Você está observando um cenário de incertezas que molda o mercado global de café: o arábica em Nova York avança enquanto o robusta em Londres mostra movimentos mistos. Esse equilíbrio depende de fatores como o fluxo de mercadorias, as exportações brasileiras, e os riscos logísticos que podem afetar o comércio mundial. Além disso, as condições climáticas no Brasil continuam a preocupar os produtores, e as cotações elevadas das praças internacionais mantêm o mercado atento a ajustes de posição de fundos e investidores, alimentando a volatilidade nas sessões. Para você, a orientação é clara: fique atento aos próximos indicadores climáticos no Brasil e às mudanças nas rotas logísticas, gerencie seu risco e esteja preparado para rápidas mudanças de preço conforme o fluxo de mercadorias e o sentimento de mercado evoluírem.
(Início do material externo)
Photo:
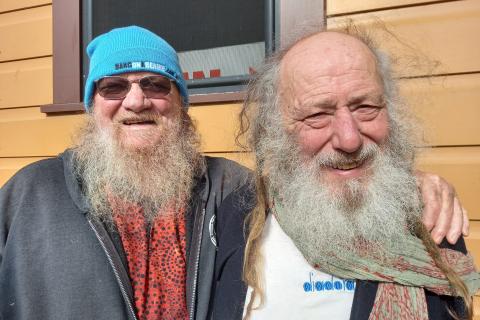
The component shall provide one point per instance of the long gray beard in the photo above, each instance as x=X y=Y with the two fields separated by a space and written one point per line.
x=369 y=216
x=158 y=178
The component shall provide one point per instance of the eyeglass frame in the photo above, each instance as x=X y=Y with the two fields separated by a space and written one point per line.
x=172 y=83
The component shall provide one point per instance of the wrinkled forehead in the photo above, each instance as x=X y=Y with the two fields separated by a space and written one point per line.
x=324 y=56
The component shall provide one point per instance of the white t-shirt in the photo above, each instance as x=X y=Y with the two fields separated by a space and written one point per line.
x=295 y=290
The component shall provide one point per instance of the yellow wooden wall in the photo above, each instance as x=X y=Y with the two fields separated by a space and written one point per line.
x=449 y=103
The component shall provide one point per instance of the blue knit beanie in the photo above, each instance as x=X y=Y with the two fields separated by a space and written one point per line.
x=131 y=49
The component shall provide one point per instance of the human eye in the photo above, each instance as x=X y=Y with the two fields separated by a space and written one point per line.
x=318 y=119
x=156 y=84
x=366 y=112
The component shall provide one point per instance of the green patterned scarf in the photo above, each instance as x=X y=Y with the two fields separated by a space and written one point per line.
x=403 y=276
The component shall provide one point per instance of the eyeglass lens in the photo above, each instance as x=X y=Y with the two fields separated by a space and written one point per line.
x=155 y=87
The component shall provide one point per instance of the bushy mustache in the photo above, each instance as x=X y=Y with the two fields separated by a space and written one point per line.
x=366 y=154
x=146 y=116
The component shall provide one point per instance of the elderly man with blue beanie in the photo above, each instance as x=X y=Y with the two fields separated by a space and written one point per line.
x=122 y=225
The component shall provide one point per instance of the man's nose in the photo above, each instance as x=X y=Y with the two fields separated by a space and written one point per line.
x=346 y=134
x=135 y=100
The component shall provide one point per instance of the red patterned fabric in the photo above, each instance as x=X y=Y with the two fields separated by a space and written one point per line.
x=156 y=261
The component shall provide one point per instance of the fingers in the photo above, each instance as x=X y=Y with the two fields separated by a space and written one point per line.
x=444 y=221
x=443 y=213
x=456 y=222
x=431 y=197
x=466 y=223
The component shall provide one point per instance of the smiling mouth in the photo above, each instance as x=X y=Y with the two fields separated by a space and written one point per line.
x=129 y=122
x=347 y=166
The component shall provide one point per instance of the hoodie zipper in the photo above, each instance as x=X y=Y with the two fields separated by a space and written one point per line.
x=195 y=273
x=115 y=272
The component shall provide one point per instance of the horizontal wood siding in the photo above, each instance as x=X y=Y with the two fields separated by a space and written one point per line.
x=26 y=83
x=26 y=34
x=11 y=5
x=439 y=39
x=448 y=105
x=445 y=32
x=343 y=7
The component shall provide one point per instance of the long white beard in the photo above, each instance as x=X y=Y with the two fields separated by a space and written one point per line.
x=366 y=216
x=157 y=178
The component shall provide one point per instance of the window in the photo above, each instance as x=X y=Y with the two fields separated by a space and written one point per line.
x=220 y=43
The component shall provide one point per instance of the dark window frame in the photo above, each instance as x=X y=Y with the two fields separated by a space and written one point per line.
x=67 y=56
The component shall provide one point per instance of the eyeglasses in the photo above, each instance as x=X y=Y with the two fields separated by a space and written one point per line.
x=117 y=88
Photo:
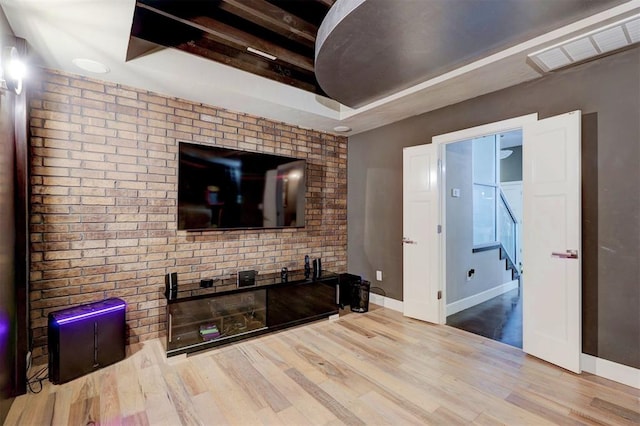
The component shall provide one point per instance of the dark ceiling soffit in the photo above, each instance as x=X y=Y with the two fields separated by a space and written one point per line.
x=249 y=23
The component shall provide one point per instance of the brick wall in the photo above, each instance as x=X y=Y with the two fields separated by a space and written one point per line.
x=104 y=190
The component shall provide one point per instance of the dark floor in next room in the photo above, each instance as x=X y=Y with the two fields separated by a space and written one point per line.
x=499 y=319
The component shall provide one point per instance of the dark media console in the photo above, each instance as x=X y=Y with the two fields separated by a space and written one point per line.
x=202 y=317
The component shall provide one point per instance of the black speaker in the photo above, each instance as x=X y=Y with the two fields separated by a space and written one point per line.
x=247 y=278
x=360 y=296
x=345 y=288
x=171 y=285
x=317 y=268
x=307 y=267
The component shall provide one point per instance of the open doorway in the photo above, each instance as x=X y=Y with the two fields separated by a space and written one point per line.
x=551 y=176
x=483 y=196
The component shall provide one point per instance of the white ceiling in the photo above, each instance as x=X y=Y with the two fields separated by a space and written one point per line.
x=59 y=31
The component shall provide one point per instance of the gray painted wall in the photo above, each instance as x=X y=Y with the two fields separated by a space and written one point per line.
x=608 y=93
x=490 y=271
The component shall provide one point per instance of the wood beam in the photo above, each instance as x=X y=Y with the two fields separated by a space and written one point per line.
x=327 y=3
x=210 y=49
x=273 y=19
x=236 y=38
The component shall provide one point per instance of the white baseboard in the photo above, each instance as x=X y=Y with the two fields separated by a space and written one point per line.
x=611 y=370
x=387 y=302
x=468 y=302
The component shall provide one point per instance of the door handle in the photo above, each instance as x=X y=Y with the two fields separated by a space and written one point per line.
x=569 y=254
Em resumo, acompanhar essas variáveis é essencial para navegar com mais firmeza nesse ciclo de café.

Perguntas frequentes

Por que o café fecha em alta em Nova York com riscos de logística e queda nas exportações do Brasil?

O arábica subiu na NY. Março/26 fechou em 299,80 cents por libra-peso, 4,15. Maio/26 ficou em 297,10, 3,60. Julho/26 terminou em 291,15, 2,45. O cenário tem incertezas logísticas e queda nas exportações do Brasil.

Qual foi o fechamento do contrato março/26 do arábica na NY?

299,80 cents por libra-peso, alta de 4,15 cents.

E o robusta em Londres hoje, como ficou?

Março/26 US$ 3.830 por tonelada, 3 pontos. Maio/26 US$ 3.771, -1. Julho/26 US$ 3.668, -11.

Quais fatores ajudam as cotações do café?

Riscos logísticos, custos de transporte, tensões geopolíticas, e fluxo de demanda mundial.

Qual o impacto das exportações brasileiras fracas?

A queda das exportações pressiona o preço e mantém o mercado atento.

Como as condições climáticas no Brasil afetam o mercado?

O ciclo 2026/27 é monitorado; há irregularidades em algumas regiões.

Por que o arábica está perto de 300 centavos na NY?

Movimentos técnicos e ajustes de posições de fundos e investidores.

Quais são os principais riscos para o fluxo global de café?

Interrupções logísticas, frete caro, tensões geopolíticas e rotas comerciais incertas.